Variable mortgage rates have come down by an average of just 0.3pc in the last year, despite the minister calling banks into his office, and extensive political pressure on lenders.
Some 300,000 homeowners are on variable rates, which are around 1.5pc higher here than in other Eurozone countries.
Fianna Fáil got a private members' bill through the Dáil to give the Central Bank powers to control variable rates.
Mr Noonan is due before the Oireachtas Finance and Public Expenditure and Reform Committee tomorrow as part of its pre-legislative scrutiny of the bill, known as the Central Bank (Variable Rate Mortgages) Bill 2016.
Claims in May by Mr Noonan that the bill is unconstitutional, and that there was no need for it, are set to be tested by the committee members.
The committee is also set to be addressed by Brendan Burgess of the Fair Mortgage Rates Campaign, and homeowners Conor McNally and Stefan Goor.
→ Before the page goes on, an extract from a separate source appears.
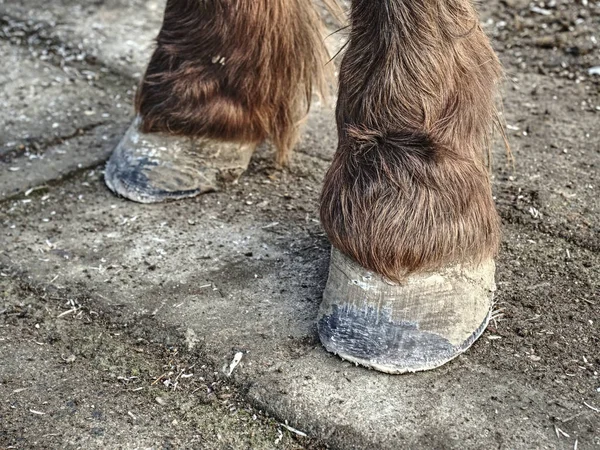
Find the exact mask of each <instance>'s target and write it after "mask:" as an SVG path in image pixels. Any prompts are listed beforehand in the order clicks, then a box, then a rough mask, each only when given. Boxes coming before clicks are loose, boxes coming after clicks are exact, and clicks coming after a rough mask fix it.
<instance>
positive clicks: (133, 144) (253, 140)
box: [105, 0, 327, 203]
Father-of-four Mr McNally has a variable rate mortgage with Permanent TSB. The carpenter will tell politicians he got into arrears when the construction industry went into meltdown, a time when the Permanent TSB rate hit 6.25pc.
Mr Goor will tell the committee he is annoyed that soon after he took out a variable rate mortgage with KBC Bank the rate was cut, but he did not benefit from this as the reduction was for new customers only.
Variable rates have come down by 0.3pc to an average of 3.47pc in the past year, according to Central Bank figures.
But since the Fair Mortgage Rates Campaign began, variable rates have come down by more than 1pc, Mr Burgess said.
"Bank of Ireland has not cut its variable rates, so many of its customers are still paying 4.5pc.
"Permanent TSB has not cut its SVR, so many of its customers are still paying 4.5pc. Danske Bank has not cut its standard variable rate of 4.95pc.
"Most lenders have cut mortgage rates, but only by a fraction more than their counterparts in other Eurozone countries," Mr Burgess said.
Investec Bank analyst Bank Owen Callan said there is scope for banks to cut rates further.